To guide the user experience, and because voice interactions in ChatGPT are turn-based, I implemented a structured protocol.
I designed the following interaction rules:
"Hello" or "I'm ready" cue to get started
“Begin presentation” cue to start presentation
“End presentation” cue to end presentation
Guidance for activating voice mode (if needed)
Interruption recovery instructions
Interruption recovery reduces interruptions from the AI model and clarifies performance boundaries, simulating a real rehearsal environment.
Feedback was designed to follow a consistent structure.
I designed the GPT to provide feedback on:
Strengths
Opportunities for improvement
Readiness assessment
This maintains clarity, reduces cognitive overload, and models how a skilled coach might respond during practice. Feedback is intentionally delivered in a conversational and supportive tone that encourages reflection and improvement.
Takeaways: Platform Constraints & Design Considerations
Designing within ChatGPT’s voice environment required thoughtful adaptation and multiple rounds of testing and refinement. Rather than treating platform limitations as barriers, I approached them as design constraints that informed how the experience was structured.
Although the tool uses voice interaction, custom GPTs do not have access to direct audio metrics such as vocal volume, pitch range, tone variation, or precise speech rate. As a result, feedback is based on transcript cues and linguistic patterns rather than acoustic analysis. I designed the feedback framework accordingly so the coach focuses on delivery signals that can be inferred from speech structure, phrasing, and pacing.
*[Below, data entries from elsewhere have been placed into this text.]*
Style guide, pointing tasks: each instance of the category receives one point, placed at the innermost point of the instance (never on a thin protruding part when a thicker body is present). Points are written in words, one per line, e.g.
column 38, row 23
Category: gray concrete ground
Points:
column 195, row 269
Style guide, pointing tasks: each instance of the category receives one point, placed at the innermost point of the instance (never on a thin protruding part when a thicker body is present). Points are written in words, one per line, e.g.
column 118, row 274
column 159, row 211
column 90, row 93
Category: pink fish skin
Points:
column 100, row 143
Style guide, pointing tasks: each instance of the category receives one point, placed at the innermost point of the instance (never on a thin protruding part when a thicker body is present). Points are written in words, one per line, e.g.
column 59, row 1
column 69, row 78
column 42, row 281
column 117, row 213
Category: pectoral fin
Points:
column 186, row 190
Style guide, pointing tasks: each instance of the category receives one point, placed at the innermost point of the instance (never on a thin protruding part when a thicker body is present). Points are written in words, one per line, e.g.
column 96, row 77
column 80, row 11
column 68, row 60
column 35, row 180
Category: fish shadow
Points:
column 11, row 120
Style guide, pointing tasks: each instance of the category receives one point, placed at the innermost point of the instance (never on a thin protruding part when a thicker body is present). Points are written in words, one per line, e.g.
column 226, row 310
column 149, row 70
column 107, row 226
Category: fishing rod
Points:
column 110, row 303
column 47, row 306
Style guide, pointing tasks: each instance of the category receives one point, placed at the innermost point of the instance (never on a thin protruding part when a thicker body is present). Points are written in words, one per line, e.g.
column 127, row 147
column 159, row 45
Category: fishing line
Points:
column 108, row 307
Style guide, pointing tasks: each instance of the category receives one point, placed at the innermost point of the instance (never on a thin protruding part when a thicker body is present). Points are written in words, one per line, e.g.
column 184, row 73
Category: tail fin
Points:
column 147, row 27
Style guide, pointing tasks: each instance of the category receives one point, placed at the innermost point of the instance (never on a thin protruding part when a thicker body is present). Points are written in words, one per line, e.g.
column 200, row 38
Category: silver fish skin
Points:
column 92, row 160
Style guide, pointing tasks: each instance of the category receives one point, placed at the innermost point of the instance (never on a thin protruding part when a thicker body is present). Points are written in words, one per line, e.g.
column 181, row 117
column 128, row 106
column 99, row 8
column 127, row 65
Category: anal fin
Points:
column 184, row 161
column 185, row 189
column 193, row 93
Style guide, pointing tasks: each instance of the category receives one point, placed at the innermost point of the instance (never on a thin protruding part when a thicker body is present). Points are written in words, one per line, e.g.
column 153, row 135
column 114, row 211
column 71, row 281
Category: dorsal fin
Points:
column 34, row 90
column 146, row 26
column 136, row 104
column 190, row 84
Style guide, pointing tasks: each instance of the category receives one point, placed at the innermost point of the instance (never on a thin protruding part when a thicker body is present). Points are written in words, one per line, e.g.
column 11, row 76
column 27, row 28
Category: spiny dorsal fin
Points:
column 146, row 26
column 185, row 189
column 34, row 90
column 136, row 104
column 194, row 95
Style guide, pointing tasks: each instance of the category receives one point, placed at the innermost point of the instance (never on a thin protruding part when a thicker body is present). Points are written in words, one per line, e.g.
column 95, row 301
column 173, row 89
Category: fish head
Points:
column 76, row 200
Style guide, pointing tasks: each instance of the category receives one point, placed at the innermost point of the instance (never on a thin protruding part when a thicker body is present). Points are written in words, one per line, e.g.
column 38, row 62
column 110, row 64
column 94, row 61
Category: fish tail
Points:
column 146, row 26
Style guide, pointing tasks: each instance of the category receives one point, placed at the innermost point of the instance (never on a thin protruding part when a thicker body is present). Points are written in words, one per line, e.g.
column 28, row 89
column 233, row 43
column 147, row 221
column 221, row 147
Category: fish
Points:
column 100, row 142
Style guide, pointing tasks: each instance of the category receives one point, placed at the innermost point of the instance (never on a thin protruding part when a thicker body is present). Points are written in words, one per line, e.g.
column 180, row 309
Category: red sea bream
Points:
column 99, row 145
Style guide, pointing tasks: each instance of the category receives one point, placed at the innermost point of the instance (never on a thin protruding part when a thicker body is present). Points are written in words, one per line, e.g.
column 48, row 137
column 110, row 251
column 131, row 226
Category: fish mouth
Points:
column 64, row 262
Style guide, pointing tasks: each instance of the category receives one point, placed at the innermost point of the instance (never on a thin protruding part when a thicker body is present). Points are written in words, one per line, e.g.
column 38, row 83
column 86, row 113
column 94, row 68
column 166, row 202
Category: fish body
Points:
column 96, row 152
The voice interface also introduces several interaction constraints. Custom GPTs cannot detect when voice mode is activated, cannot automatically initiate speech without user input, and may not consistently display transcripts after a voice session ends.
To address these constraints, I designed the experience to include:
A clear voice initiation flow for starting practice
Recovery language to handle interruptions or pauses during a speech
A structured feedback approach that reinforces learning even during short practice attempts
User feedback during testing highlighted the value of having an accessible, repeatable practice tool. Kathryn Trites, Graphic, UX, & UI Designer, had this to say:
"This is so cool! My impression is that it's a great starting tool. I could see myself using this if I needed to practice presenting something. The fact that it provides feedback is so helpful and that you have unlimited control over the number of times you can record and evaluate yourself is also great."
🪄See the Facilitator Presentation Practice Coach in action in the video below.
🪄Try the Facilitator Presentation Practice Coach using the script below.
Sample Practice Speech
If you'd like to try the Facilitator Presentation Practice Coach yourself, but can't think of what to say, you can practice using the short speech below. This sample script represents a typical workplace update and is designed to take about 30 seconds to deliver. This script can be used to test the voice coaching experience in the custom GPT.
Tip: When using the GPT, read and follow the initial text guidance from the GPT.
Topic: Project Status Update
Hi everyone.
I wanted to share a quick update on the client onboarding project. Over the past two weeks, our team has completed the initial setup and resolved the major technical issues that were slowing us down.
Moving forward, we’ll focus on final testing and documentation so the process is smooth for future projects. We’re on track to meet our deadline, and I’ll share a more detailed update at our next meeting.
Thank you for your collaboration and support.